I told a bunch of people that elm-benchmark would have these two features in version 2, but it was so full that I cut them from the first release. Now they’re in!
There are two nice benefits here:
- You can examine the data that elm-benchmark collected for you. Humans have really good heuristics for things being off visually, and looking at a plot really kicks the funny-detector on.
- We can now reliably measure “heavy” (read: less than 100,000 runs/second) functions. These tend to have big spikes and dips, and chopping off outliers lets us get a better read on what’s actually going on.
As before, you can find out how to use elm-benchmark at http://package.elm-lang.org/packages/BrianHicks/elm-benchmark/latest
Enough talk, now we plot!
This shows a heavy function (calling length on a long list.) We’ve found and eliminated a bunch of outliers, so the goodness of fit has recovered nicely. Before this change it was hovering around 80%.
We take the same approach when there are multiple benchmarks in a comparison. In these cases, lower means faster, but we also assign each series a color. I think these colors are reasonable for colorblind folks, but please open an issue if they’re not and I’ll try something else!

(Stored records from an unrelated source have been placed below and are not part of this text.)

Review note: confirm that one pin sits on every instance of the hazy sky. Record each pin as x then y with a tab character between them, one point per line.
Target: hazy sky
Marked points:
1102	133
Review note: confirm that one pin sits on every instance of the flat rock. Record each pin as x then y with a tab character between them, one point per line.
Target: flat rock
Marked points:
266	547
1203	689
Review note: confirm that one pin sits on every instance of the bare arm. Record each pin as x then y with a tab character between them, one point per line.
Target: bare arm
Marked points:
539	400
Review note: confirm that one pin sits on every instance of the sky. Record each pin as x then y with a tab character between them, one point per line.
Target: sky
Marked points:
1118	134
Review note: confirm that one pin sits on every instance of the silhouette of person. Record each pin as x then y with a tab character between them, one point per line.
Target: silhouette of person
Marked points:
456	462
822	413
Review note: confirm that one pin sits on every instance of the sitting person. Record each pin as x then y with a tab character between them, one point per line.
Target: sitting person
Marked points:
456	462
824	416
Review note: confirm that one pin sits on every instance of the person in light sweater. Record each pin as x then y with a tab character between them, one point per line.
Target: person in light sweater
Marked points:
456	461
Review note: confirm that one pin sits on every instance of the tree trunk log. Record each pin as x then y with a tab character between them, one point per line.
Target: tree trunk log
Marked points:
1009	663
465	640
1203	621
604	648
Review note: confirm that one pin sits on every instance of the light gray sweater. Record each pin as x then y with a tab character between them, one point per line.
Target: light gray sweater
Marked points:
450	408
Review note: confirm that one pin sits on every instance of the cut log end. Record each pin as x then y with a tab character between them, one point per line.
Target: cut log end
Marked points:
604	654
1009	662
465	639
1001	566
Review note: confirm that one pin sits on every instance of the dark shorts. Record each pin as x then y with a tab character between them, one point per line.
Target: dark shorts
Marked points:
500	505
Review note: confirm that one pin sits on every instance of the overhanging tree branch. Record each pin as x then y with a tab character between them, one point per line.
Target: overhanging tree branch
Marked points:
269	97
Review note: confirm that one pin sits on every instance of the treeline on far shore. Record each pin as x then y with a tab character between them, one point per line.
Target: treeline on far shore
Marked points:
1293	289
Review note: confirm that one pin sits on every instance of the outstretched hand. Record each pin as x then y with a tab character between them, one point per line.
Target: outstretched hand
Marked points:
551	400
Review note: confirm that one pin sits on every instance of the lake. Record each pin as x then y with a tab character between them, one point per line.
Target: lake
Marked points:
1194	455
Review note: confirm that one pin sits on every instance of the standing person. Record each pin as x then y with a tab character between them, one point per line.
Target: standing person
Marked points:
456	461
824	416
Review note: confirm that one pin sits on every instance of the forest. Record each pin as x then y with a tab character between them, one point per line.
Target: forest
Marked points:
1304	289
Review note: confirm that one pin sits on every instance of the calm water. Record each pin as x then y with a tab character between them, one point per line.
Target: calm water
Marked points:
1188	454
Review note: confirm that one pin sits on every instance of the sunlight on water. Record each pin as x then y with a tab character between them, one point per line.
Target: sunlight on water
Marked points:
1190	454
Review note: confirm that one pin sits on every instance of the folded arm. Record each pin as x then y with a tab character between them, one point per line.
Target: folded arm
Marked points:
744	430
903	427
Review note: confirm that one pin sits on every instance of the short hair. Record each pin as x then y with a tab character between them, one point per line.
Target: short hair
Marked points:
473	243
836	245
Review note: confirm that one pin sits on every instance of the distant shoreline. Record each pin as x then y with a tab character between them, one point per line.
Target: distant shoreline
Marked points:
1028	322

You can also see that in the cases of lighter functions we have fewer outliers. The calculations here do not change nearly as much as with heavy functions, but everything gets a little more reliable.
Scale benchmarks get more colors. Right now we only have a few colors after which the originals will start repeating. If you run into this, you probably are running very large scale benchmarks, which the library is not really designed for. If this is your case, please open an issue.